Small things may include running an errand for a friend or picking up something for someone while at the store. Something small can be a heart-shaped pebble that says, “When I saw this heart in nature, I thought of you.” Another small thing that is often overlooked by spouses and friends is noticing something new or different about another, “Oh, you got your hair cut. I like it,” “Is that a new coat? It’s really flattering.” These are small comments that require you getting outside yourself to pay attention to others.

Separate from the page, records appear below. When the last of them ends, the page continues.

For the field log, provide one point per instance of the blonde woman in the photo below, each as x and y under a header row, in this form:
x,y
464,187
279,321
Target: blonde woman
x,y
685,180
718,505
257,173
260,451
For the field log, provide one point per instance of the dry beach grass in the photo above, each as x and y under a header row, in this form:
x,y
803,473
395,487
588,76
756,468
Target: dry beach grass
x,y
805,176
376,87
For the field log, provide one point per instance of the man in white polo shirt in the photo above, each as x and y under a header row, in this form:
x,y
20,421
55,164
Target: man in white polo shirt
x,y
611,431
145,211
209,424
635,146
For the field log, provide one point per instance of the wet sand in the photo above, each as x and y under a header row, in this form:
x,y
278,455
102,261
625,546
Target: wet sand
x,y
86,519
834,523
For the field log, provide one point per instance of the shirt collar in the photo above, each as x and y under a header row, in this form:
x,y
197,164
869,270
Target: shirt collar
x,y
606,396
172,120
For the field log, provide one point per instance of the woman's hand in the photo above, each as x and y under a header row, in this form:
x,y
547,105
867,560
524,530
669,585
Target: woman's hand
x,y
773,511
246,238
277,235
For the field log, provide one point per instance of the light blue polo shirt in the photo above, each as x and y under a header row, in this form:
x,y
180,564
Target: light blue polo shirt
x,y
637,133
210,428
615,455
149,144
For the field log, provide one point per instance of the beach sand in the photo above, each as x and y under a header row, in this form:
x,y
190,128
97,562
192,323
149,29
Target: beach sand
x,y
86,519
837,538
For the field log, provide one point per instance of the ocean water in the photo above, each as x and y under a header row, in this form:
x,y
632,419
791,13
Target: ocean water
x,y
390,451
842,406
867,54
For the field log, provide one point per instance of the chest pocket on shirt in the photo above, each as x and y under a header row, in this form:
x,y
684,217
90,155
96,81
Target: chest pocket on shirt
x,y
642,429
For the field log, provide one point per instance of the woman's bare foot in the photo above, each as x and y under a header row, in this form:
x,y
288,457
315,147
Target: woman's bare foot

Big things can be cumbersome and costly and may require a lot of maintenance and upkeep. I recall years ago, in my twenties, I inherited a diamond ring from my grandmother. It had one large stone, about one carat plus nine other smaller stones. I had the ring dismantled and remade into a stylish, stunning ring that I have treasured over the years. Because the ring was valuable, I had it insured and, at that stage of my life, the cost of that insurance was significant to my just-out-of-college salary.

Owning the ring, wearing the ring, and insuring the ring all became burdensome. This “cost” became greater than the enjoyment of wearing it, so I put it away, and it stayed there for many years, until the insurance and the worry of owning it wasn’t too great.

Finally …

Take a moment to look around your life to see who might be grateful to receive something small from you. Like I’ve said, it doesn’t have to be big or cost a lot. The main purpose is to shine a light on someone you value. The hidden reward is the chain-reaction of good vibes that come forth for both of you. I wish I’d made the large diamond ring into a smaller ring that I could wear comfortably and that would remind me of my generous grandmother from the very beginning.

What in your life is burdening you because it’s too big, too costly, too much to maintain? It could be a thing or a situation or a person. Now is the time to thin out this kind of big stuff in favor for smaller, more easily manageable, and more meaningful items or relationships.